Le second indicateur, appelé taux de pauvreté ou d’exclusion sociale, est, quant à lui, utilisé au niveau européen pour suivre l’évolution de la pauvreté dans le cadre de la stratégie « Europe 2020 » (NDLR : un programme de l’Union européenne en faveur de la croissance et de l’emploi pour la décennie en cours). « Sont considérées comme à risque de pauvreté ou d’exclusion sociale, les personnes confrontées à au moins une des situations suivantes : être en situation de pauvreté monétaire, vivre dans un ménage à très faible intensité de travail et/ou souffrir de privation matérielle grave », développe le président de l’Institut pour un développement durable, « Ce taux s’élève à 20,3 % en Belgique ».
Fiabilité
Alors lequel de ces indicateurs est le plus fiable ? « Les deux le sont à leur niveau. L’indicateur utilisé au niveau européen prend cependant plus de facteurs en compte », estime Philippe Defeyt. Cet indicateur est, en fait, plus complet par le fait qu’il tient compte d’autres dimensions de la pauvreté comme la privation matérielle qui désigne l’incapacité de se procurer certains biens/services considérés par la plupart des individus comme souhaitables, voire nécessaires, pour avoir un niveau de vie acceptable. Elle mesure la part de la population incapable de couvrir les dépenses liées à au moins trois des neuf éléments suivants : le paiement du loyer, d’un emprunt hypothécaire ou des factures d’eau/gaz/électricité, un chauffage adapté au logement, des dépenses imprévues, la consommation régulière de viande ou d’une autre source de protéines, des vacances, un téléviseur couleur, un réfrigérateur, une voiture, un téléphone.
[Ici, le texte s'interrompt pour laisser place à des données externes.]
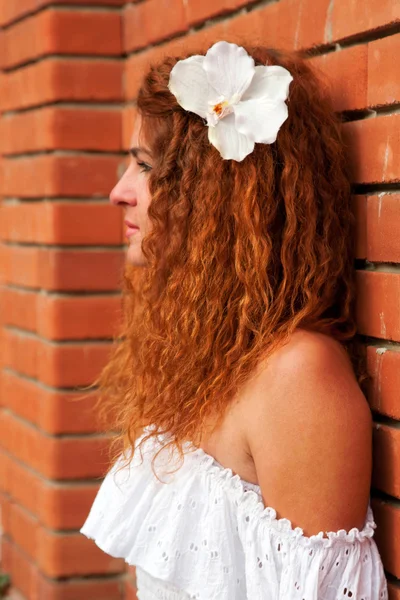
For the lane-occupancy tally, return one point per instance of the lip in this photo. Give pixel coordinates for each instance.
(131, 225)
(131, 229)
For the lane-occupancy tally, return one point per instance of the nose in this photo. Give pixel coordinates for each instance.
(123, 192)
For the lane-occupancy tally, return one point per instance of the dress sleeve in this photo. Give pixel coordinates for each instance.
(296, 567)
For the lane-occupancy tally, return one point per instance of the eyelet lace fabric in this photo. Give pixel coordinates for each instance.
(205, 534)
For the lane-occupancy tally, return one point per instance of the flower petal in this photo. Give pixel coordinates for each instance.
(260, 119)
(229, 69)
(188, 82)
(229, 142)
(269, 82)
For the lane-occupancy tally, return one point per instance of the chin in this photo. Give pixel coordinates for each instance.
(134, 256)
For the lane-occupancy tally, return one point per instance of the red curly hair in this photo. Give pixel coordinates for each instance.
(239, 255)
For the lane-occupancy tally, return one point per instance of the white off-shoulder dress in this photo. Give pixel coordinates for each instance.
(204, 533)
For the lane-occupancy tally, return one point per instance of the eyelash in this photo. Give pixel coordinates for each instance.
(145, 168)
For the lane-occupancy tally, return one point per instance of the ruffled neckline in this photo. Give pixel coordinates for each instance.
(247, 496)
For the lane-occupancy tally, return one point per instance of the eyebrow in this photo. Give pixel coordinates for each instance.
(137, 150)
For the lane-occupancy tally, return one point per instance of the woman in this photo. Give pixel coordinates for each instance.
(238, 355)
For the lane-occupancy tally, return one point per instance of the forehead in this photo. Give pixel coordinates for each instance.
(135, 137)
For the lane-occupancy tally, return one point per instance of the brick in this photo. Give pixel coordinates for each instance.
(57, 506)
(128, 121)
(378, 296)
(346, 73)
(23, 529)
(62, 223)
(383, 226)
(62, 32)
(141, 28)
(73, 555)
(78, 318)
(53, 411)
(11, 11)
(23, 572)
(19, 308)
(61, 79)
(383, 81)
(387, 534)
(384, 367)
(61, 128)
(101, 589)
(63, 270)
(378, 220)
(56, 365)
(197, 12)
(373, 146)
(59, 175)
(355, 17)
(60, 317)
(54, 458)
(137, 65)
(289, 24)
(386, 459)
(359, 207)
(59, 555)
(27, 578)
(20, 353)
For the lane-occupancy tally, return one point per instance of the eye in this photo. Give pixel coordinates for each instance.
(145, 167)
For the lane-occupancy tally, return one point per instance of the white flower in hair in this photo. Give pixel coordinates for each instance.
(242, 104)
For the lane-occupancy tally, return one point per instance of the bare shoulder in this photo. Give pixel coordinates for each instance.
(308, 427)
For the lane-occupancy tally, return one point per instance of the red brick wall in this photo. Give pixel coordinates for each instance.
(61, 93)
(62, 132)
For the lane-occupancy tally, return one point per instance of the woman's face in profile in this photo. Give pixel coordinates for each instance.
(132, 194)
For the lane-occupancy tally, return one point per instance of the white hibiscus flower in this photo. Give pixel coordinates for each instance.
(242, 104)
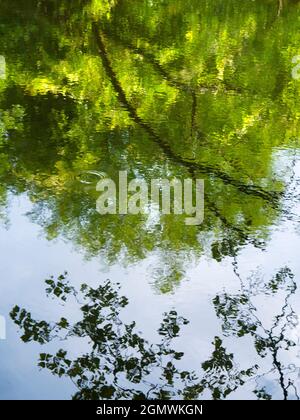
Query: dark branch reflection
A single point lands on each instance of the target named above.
(122, 364)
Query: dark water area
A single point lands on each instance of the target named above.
(193, 89)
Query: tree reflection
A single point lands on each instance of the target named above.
(240, 317)
(121, 364)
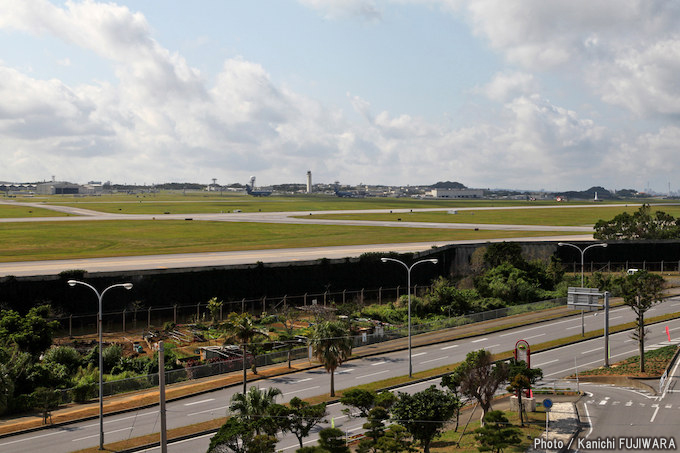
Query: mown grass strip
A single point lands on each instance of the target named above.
(562, 217)
(60, 240)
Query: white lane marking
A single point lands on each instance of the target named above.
(434, 360)
(590, 422)
(200, 402)
(303, 390)
(534, 336)
(571, 369)
(656, 411)
(107, 432)
(120, 419)
(32, 437)
(545, 363)
(208, 410)
(372, 374)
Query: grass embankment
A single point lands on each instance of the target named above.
(61, 240)
(560, 216)
(201, 202)
(9, 211)
(656, 362)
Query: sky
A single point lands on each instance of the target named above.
(526, 94)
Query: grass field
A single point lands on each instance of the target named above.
(203, 202)
(61, 240)
(7, 211)
(564, 216)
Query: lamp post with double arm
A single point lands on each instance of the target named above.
(100, 296)
(408, 272)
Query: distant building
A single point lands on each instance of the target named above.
(57, 188)
(456, 193)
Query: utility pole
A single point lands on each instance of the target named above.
(161, 388)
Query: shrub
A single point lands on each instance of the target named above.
(64, 355)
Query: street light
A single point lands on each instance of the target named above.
(408, 271)
(100, 296)
(583, 252)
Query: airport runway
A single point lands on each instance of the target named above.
(190, 260)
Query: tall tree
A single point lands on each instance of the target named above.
(480, 377)
(238, 436)
(333, 440)
(640, 292)
(521, 378)
(299, 417)
(242, 329)
(642, 224)
(331, 345)
(254, 407)
(31, 333)
(424, 414)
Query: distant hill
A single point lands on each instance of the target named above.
(602, 194)
(448, 185)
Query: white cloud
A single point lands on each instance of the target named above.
(508, 85)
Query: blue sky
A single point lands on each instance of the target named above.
(530, 94)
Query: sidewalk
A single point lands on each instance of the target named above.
(148, 397)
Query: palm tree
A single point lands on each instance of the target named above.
(241, 328)
(253, 407)
(331, 345)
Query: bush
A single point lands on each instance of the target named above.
(64, 355)
(83, 392)
(111, 356)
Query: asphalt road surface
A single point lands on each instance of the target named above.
(556, 364)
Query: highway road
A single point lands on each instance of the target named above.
(556, 364)
(628, 415)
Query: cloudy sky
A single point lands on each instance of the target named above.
(526, 94)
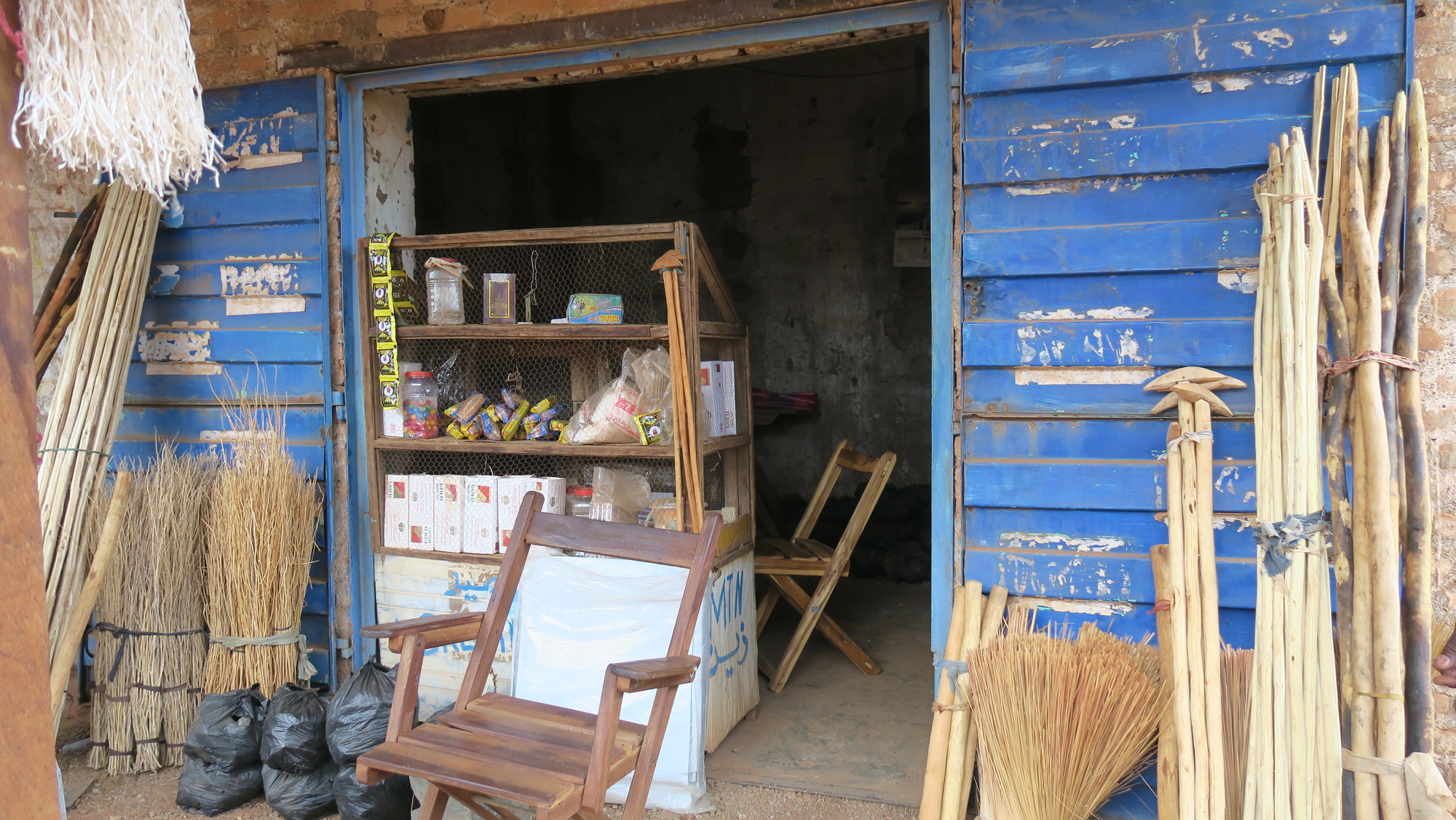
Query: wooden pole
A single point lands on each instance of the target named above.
(91, 591)
(28, 777)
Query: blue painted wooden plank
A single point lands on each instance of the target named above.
(304, 425)
(1135, 296)
(244, 346)
(1096, 486)
(273, 277)
(1094, 438)
(1345, 36)
(260, 100)
(1094, 576)
(1205, 245)
(193, 310)
(1115, 532)
(1164, 149)
(998, 24)
(205, 208)
(269, 135)
(1113, 200)
(311, 460)
(1084, 343)
(997, 391)
(1202, 98)
(304, 384)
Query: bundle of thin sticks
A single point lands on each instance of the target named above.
(1294, 764)
(1377, 206)
(87, 403)
(1065, 725)
(151, 643)
(1187, 582)
(951, 761)
(263, 519)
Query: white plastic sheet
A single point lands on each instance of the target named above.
(579, 614)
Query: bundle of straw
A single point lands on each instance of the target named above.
(263, 519)
(113, 88)
(1294, 760)
(87, 403)
(1065, 725)
(151, 643)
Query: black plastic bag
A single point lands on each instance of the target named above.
(359, 716)
(293, 736)
(209, 790)
(387, 800)
(301, 797)
(226, 729)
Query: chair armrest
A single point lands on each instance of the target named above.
(654, 674)
(436, 630)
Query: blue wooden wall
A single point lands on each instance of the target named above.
(238, 299)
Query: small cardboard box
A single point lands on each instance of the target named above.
(481, 534)
(422, 512)
(397, 512)
(449, 513)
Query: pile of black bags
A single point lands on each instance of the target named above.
(298, 751)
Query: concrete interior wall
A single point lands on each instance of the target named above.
(797, 170)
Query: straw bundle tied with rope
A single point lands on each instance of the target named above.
(113, 88)
(263, 519)
(151, 643)
(1065, 725)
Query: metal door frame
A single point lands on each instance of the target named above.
(946, 270)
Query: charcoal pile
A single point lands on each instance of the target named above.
(896, 544)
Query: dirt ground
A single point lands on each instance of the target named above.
(148, 797)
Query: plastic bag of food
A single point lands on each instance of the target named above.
(295, 738)
(226, 729)
(359, 716)
(620, 496)
(209, 790)
(387, 800)
(301, 797)
(609, 417)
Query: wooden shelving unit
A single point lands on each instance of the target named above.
(567, 360)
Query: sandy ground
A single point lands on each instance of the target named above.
(138, 797)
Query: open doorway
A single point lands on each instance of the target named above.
(810, 178)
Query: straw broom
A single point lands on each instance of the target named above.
(151, 640)
(261, 529)
(1065, 725)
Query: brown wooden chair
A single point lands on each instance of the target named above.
(509, 758)
(802, 556)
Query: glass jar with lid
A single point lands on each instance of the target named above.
(420, 401)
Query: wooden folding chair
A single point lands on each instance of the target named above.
(802, 556)
(515, 760)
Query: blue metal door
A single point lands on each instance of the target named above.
(238, 296)
(1110, 154)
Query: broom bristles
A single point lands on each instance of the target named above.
(1065, 725)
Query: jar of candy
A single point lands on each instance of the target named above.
(420, 404)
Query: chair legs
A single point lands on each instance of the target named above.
(813, 618)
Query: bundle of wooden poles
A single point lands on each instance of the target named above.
(151, 640)
(261, 528)
(975, 623)
(87, 403)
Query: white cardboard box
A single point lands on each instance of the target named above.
(449, 512)
(397, 512)
(729, 395)
(555, 493)
(512, 490)
(422, 512)
(481, 534)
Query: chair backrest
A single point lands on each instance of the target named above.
(534, 528)
(847, 460)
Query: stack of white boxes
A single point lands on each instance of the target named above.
(461, 513)
(720, 397)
Si Philippe Defeyt reconnaît la légitimité de ces deux indicateurs, il considère cependant, lui, que la pauvreté d’une population devrait être mesurée par rapport au budget minimal permettant à un ménage de vivre « une vie digne ». « Cela permettrait de coller davantage à la situation de chaque famille puisque cela nécessite de calculer ses besoins. Cet indicateur ne devrait pas changer radicalement le pourcentage de pauvres dans notre pays, mais ce ne serait pas nécessairement les mêmes ménages qui seraient pauvres », estime Philippe Defeyt. En Belgique, ce sont les personnes seules ou les parents seuls, locataires dans le secteur privé qui seraient les plus à risque concernant la pauvreté au sein de notre société.